Improved naloxone access can prevent prescription opioid overdose deaths

2021-11-25

naloxone

Making the opioid overdose antidote naloxone easily accessible and available free-of-charge to people who are prescribed opioids in Australia would be cost-effective and save hundreds of lives, new Burnet Institute research demonstrates.

The study authors also identify the need to raise awareness and provide targeted information for general practitioners and pharmacists who prescribe and dispense naloxone, and those who use it.

Naloxone is a safe and effective medicine that reverses the effects of opioid drugs such as heroin, morphine and oxycodone if administered by injection or nasal spray to a person who has overdosed.

While most research has focused on people who inject heroin, most opioid mortality in Australia involves prescription opioids, which are used by three million Australians, including 300,000 who are prescribed opioids in the long-term.

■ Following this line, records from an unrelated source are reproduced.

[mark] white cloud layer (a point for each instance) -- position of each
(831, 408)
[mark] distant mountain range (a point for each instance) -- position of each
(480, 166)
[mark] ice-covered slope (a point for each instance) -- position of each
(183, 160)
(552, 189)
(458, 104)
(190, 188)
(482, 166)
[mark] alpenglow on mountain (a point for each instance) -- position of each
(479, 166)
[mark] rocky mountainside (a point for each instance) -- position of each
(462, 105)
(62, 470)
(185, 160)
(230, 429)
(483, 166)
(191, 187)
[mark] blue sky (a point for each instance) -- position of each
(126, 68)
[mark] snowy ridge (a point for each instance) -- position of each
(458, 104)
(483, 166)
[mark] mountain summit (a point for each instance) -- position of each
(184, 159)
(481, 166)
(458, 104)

In Australia, “take-home naloxone” (THN), which typically includes training and education about opioid prevention and naloxone use, is available in all states and territories on prescription or over the counter from a pharmacy for a fee—or free of charge without a prescription from approved providers in New South Wales, Western Australia, and South Australia under a Commonwealth pilot program.

Published in the journal Addiction, the collaborative study led by Monash Addiction Research Centre’s Associate Professor Suzanne Nielsen and Burnet Institute’s Professor Paul Dietze is the first to model the cost and impact of THN distribution to people who use opioids outside of injecting drug use.

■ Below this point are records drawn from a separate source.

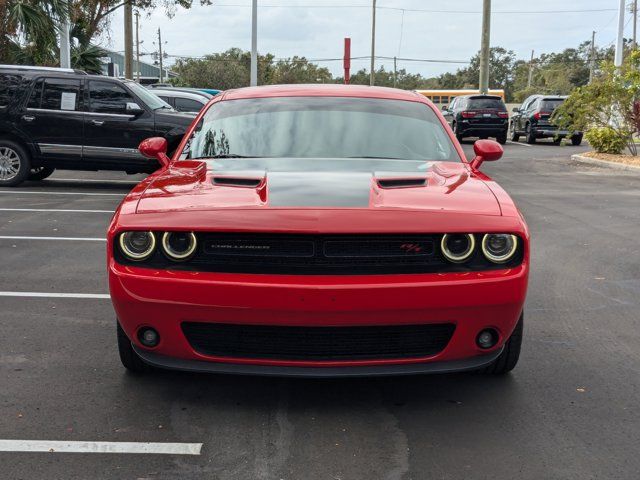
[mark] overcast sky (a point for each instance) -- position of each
(449, 30)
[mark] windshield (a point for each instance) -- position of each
(150, 99)
(321, 127)
(483, 103)
(549, 105)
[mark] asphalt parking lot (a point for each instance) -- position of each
(569, 410)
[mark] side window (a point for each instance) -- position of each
(36, 95)
(8, 85)
(108, 97)
(60, 94)
(187, 105)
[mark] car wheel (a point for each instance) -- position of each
(15, 164)
(514, 135)
(508, 359)
(128, 356)
(576, 140)
(40, 173)
(531, 138)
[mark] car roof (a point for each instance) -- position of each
(170, 92)
(323, 90)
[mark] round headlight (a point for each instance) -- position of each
(137, 245)
(499, 247)
(179, 245)
(457, 247)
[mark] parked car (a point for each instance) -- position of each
(183, 100)
(320, 230)
(60, 118)
(478, 116)
(533, 120)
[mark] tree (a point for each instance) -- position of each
(611, 102)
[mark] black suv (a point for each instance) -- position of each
(478, 116)
(532, 119)
(60, 118)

It demonstrates that scaling up THN by 2030 to reach 90 percent of people prescribed medium and high opioid doses would save over 650 lives—with a further 146 deaths averted annually from 2030—and be cost effective ($43,000 per life saved).

“One of the questions that we had was, given the large number of people who receive prescription opioids in Australia, does it make sense to be offering naloxone widely, given there is a cost with each dose provided?” Associate Professor Nielsen said.

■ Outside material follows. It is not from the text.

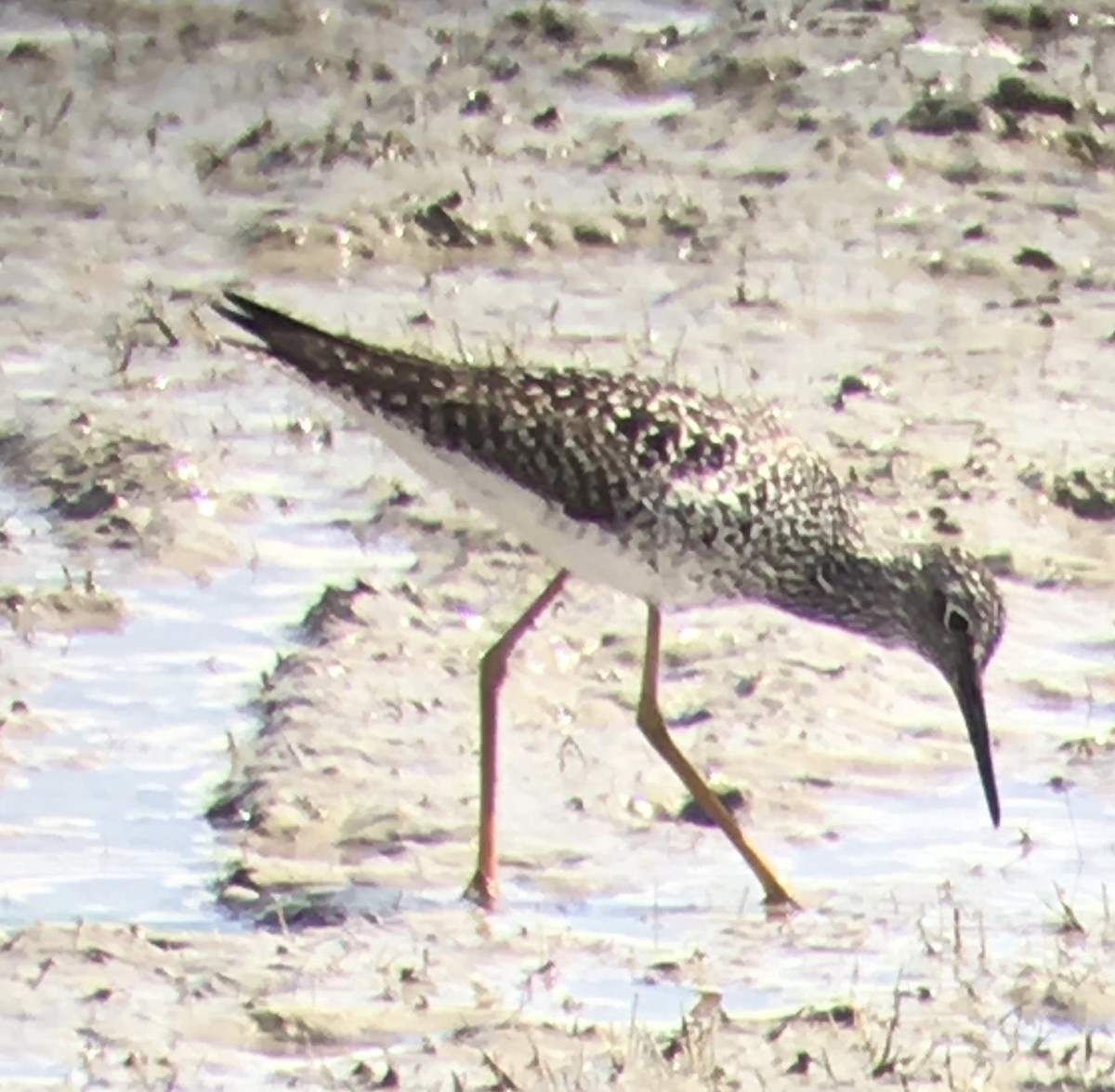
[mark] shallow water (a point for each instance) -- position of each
(831, 272)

“This paper demonstrates that it’s cost-effective to provide naloxone free of charge to people because the charge for naloxone is small, but the gains are high.”

Based on current trends, there will be 7478 deaths from prescription opioid overdose in Australia between 2020-2030, resulting in $51.9 million in ambulance costs alone.

Professor Dietze said findings from the Commonwealth pilot program, which is currently under evaluation, could provide a framework to maximize the impact of THN nationally.

“Assuming there are positive findings from the pilot to liberalize naloxone access, these need to be properly implemented across the country,” Professor Dietze, Burnet Program Director, Behaviours and Health Risks, said.

“We need to know how many people we need to reach to maximize the impact, identify how many doses need to go out, and where the gaps are happening.

“We really need to rapidly deploy this kind of initiative because at the moment, people are dying.”

Importantly, the study authors highlight the need to address barriers at the front line of THN supply, including stigma among pharmacists who may associate naloxone with the use of illicit substances, as well as low levels of confidence and understanding.

The authors recommend targeted education for pharmacists, prescribers, and the general population to make the role of naloxone clear to those who supply and receive it.

“Implementing it in pharmacies needs to be really straightforward,” Associate Professor Nielsen said. “There’s no need for complicated rules as to who gets it. Offering naloxone to everybody who’s on strong opioids makes sense.

“But just having the drug available may not be enough—we need to raise awareness and to explain to people who are on prescription opioids why they might be offered naloxone and to increase uptake in that way.